Protesters returned to Ferguson streets overnight, with reports of smashed windows and possible arson coming hours after a makeshift memorial for Michael Brown burned.
The St. Louis suburb was the site of sometimes-violent protests and looting in the days after 18-year-old Brown was shot by a Ferguson police officer on Aug. 9.
Up to 200 protesters gathered late Tuesday night. Windows were smashed at a beauty shop on West Florissant Avenue, where much of the looting happened last month. A small fire outside a custard shop appeared to be intentionally set, according to fire officials.
Police began clearing the street around 12:15 a.m. Wednesday.
Media reports said arrests were made, but the Missouri State Highway Patrol did not return messages to confirm how many.
Juan Santos, manager of Beauty Town, said this was the third time the store has been broken into since the fatal Aug. 9 fatal shooting of Michael Brown by a Ferguson police officer touched off protests and looting.
Santos said the windows had been replaced just a week ago at a cost of $1,300. He got the boards from the basement and put them back on the newly smashed windows, saying he "will probably leave them up for a while now."

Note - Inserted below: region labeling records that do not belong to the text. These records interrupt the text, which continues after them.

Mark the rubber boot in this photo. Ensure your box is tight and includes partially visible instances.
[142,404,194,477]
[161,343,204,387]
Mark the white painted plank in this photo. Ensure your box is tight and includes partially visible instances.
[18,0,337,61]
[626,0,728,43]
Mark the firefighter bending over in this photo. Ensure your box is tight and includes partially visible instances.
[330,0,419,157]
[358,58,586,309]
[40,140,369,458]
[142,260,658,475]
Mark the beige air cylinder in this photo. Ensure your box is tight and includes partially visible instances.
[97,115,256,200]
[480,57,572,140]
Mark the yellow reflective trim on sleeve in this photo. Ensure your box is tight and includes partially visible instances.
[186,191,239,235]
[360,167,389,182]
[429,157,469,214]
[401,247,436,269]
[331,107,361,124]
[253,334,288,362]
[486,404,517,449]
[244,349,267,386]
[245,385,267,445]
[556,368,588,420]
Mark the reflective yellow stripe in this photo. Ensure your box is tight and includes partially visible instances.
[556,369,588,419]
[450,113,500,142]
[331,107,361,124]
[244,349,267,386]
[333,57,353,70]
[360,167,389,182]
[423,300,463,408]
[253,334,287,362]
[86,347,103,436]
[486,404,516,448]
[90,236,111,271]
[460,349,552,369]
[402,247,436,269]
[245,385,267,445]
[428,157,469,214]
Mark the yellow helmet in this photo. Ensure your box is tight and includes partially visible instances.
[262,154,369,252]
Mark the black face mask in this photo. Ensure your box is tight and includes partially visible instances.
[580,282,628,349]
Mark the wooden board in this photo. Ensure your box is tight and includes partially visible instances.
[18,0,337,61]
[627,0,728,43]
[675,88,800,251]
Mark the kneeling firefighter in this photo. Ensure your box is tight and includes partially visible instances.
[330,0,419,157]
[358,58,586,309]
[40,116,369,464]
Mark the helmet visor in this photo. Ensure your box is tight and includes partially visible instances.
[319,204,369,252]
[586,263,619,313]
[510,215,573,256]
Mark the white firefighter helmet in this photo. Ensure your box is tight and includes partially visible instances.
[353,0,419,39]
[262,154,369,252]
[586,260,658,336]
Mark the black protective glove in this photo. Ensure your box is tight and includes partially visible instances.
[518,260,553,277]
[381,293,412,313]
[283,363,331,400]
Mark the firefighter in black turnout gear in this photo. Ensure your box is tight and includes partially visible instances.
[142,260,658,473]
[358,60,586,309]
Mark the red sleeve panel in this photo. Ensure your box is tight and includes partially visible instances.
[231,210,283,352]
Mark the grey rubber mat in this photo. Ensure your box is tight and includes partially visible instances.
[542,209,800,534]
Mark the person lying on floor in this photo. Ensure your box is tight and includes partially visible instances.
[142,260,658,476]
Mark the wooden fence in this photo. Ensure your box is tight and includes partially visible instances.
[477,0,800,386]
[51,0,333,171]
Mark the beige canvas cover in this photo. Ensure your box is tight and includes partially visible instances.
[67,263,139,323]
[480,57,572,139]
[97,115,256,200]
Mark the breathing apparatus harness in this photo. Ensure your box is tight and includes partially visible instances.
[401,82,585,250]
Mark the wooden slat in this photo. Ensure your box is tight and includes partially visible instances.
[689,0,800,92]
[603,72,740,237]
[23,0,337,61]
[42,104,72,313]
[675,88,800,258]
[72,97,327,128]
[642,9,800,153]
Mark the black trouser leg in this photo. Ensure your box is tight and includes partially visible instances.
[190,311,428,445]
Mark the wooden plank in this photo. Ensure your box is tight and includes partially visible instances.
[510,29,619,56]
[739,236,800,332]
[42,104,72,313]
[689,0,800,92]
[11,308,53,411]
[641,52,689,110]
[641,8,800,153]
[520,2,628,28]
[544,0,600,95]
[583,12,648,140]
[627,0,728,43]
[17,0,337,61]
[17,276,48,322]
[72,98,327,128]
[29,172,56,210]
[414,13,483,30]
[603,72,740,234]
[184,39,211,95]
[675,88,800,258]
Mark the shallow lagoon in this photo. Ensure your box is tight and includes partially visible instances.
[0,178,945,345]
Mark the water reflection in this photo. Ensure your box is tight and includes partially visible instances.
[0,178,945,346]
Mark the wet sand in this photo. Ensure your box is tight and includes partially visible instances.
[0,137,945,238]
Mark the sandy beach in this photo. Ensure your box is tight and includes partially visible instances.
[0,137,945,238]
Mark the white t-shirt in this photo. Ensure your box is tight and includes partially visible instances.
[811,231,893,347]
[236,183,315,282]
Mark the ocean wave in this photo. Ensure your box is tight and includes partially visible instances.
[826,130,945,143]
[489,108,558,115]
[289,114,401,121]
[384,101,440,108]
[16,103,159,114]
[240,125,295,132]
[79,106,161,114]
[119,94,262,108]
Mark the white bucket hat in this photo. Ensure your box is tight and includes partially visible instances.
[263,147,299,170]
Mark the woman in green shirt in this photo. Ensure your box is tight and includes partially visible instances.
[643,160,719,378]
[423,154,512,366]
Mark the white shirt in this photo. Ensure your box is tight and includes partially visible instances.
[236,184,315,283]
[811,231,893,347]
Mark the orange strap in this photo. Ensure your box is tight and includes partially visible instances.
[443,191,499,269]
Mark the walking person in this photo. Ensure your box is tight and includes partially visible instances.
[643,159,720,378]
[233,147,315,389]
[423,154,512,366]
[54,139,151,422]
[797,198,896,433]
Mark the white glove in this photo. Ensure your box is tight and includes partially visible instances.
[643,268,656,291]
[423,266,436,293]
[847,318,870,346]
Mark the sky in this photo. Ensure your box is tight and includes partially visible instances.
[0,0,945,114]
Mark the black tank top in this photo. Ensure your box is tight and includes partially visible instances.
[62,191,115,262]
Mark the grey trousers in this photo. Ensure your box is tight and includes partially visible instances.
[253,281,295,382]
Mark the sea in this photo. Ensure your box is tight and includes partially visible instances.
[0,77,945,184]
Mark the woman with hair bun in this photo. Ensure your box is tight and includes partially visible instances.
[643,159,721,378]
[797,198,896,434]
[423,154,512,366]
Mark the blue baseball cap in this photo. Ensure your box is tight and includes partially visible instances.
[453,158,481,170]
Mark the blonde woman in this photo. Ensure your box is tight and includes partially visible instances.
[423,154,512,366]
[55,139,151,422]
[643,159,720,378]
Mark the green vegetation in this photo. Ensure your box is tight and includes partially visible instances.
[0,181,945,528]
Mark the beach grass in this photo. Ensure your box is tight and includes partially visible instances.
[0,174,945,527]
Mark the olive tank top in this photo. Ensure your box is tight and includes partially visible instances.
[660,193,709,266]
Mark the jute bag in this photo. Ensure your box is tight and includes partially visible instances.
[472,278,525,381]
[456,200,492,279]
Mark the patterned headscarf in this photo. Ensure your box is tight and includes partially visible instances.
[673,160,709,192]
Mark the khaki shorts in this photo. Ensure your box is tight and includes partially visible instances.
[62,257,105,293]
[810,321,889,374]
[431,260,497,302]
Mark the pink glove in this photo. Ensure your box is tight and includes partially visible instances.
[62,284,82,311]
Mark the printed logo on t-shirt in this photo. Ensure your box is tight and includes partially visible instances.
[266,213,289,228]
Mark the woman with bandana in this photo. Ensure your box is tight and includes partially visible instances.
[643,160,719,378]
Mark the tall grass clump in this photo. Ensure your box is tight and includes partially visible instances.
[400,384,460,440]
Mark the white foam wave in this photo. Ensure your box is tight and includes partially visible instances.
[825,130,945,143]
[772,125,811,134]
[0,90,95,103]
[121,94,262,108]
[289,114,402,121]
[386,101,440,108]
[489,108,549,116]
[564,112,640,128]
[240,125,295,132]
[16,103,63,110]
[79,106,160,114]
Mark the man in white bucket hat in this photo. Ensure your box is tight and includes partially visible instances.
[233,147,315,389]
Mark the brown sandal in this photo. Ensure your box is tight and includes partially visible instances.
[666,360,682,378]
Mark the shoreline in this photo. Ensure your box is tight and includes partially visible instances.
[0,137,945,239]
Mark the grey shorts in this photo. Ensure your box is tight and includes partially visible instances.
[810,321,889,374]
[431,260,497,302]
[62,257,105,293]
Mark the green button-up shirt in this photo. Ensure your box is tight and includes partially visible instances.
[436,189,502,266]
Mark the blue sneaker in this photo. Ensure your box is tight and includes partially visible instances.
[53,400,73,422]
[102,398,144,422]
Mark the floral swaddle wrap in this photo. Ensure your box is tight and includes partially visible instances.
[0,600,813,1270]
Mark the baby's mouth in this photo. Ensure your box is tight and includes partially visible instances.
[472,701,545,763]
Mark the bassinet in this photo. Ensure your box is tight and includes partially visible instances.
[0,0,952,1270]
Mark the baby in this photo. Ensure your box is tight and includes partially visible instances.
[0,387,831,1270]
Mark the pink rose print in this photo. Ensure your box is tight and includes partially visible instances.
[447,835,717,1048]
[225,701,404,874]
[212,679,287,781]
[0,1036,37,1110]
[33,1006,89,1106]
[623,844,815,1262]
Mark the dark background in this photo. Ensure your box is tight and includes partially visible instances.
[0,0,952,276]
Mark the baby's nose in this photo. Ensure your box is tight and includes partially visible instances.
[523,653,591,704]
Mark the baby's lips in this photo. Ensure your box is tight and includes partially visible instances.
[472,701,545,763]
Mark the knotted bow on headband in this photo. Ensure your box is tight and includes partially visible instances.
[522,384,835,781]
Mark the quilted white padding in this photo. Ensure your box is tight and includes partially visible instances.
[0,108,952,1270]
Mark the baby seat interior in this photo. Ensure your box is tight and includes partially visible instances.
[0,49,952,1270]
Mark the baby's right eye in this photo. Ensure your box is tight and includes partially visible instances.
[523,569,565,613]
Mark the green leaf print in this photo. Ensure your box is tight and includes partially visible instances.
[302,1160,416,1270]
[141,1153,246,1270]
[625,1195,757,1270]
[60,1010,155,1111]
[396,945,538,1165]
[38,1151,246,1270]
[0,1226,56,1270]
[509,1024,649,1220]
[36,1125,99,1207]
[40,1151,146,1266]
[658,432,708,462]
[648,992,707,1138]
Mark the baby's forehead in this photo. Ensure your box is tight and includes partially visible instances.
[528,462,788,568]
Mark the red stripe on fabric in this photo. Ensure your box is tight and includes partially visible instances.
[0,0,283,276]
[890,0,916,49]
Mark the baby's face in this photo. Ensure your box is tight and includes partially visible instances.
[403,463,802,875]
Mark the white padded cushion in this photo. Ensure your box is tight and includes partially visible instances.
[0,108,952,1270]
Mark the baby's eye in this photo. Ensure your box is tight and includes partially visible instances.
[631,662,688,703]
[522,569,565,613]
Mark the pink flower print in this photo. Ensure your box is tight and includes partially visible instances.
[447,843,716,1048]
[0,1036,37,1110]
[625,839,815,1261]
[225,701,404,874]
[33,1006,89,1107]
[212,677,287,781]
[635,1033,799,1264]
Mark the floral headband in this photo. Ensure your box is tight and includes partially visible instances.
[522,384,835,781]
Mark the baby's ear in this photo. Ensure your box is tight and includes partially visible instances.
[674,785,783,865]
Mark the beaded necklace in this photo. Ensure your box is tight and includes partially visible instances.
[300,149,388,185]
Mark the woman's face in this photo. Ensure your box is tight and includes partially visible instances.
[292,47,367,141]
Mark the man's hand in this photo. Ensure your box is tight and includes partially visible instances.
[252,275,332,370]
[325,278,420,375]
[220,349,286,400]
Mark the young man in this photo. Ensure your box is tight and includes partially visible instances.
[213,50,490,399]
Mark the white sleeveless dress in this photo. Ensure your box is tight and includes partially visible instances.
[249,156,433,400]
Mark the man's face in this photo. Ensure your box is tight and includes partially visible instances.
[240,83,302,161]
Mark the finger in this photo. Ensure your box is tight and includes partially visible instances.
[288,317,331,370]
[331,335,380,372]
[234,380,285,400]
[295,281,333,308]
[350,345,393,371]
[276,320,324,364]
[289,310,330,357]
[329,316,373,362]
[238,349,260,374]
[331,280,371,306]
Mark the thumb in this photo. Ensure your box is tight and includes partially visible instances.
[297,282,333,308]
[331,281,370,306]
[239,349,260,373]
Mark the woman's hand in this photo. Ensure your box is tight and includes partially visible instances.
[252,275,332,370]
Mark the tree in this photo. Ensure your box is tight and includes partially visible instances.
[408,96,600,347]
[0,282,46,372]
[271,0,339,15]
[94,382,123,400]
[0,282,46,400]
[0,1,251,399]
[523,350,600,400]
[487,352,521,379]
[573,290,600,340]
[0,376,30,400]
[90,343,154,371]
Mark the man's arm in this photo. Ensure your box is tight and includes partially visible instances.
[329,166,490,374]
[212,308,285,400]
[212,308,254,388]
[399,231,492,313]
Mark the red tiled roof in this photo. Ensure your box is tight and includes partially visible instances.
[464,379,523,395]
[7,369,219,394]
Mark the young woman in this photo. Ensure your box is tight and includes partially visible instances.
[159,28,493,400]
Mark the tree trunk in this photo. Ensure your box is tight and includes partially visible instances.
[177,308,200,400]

Some Ferguson police in the area were wearing their new body cameras, but some were not. When asked, some said they had been on duty with their cameras on for as much as 20 hours and the batteries had died.
On Tuesday, the AP's Jim Salter reported that fire destroyed one of two memorials on the street where Michael Brown was killed, a site that has become sacred to many in Ferguson and others nationwide focused on interactions between minorities and police.
How the fire happened wasn't immediately clear, but it stoked fresh resentment among those who question whether the shooting of the unarmed, black 18-year-old by a white Ferguson police officer on Aug. 9 is being adequately investigated.
"It's the same as if somebody came and desecrated a grave," Anthony Levine of Florissant, another St. Louis suburb, said as he studied the charred scene and shook his head.
Many who gathered at the site Tuesday blamed police for the blaze, even as the chief said officers did everything they could to keep the stuffed animals and other items from burning.
More than six weeks after Brown's death, residents and others remain upset about the way his body lay in the street for more than four hours while police investigated the shooting. Many insist he was trying to surrender, with his hands up.
They're also angry that the officer who shot him, Darren Wilson, remains free and on paid administrative leave while a state grand jury weighs whether Wilson should face criminal charges. The Justice Department also is investigating.
The memorial fire and ensuing outcry was a reminder of the simmering tensions that have only deepened since Brown's death, which prompted several nights of riots and protests in the predominantly black suburb where just three blacks serve on a 53-officer force.
Two memorials were put up the day Brown was killed. The one not damaged by fire is in the middle of Canfield Drive — a narrow band of stuffed animals, crosses, handmade signs and other items at the exact spot where Brown was shot.
The smaller memorial that burned sat a few feet away with teddy bears, blankets and signs circling a light post. It often included candles that were sometimes lit.
Many residents at the fire scene doubted a candle was the culprit, though. Most were certain someone set the blaze. Some said they smelled gasoline.
"That's very disrespectful to burn down a memorial to someone that got killed," said Meldon Moffitt, who lives nearby. "That's just wrong! The police came here and watched it burn."
Ferguson Police Chief Tom Jackson said in an emailed statement that the fire left him "saddened." He said the first officer on the scene tried to extinguish the blaze but couldn't. The Fire Department eventually put it out.
By late morning, the memorial already had been rebuilt with fresh teddy bears, a blanket and new signs. The light post and sidewalk remained charred. About 75 people joined hands in prayer, shouting, "We are Mike Brown!"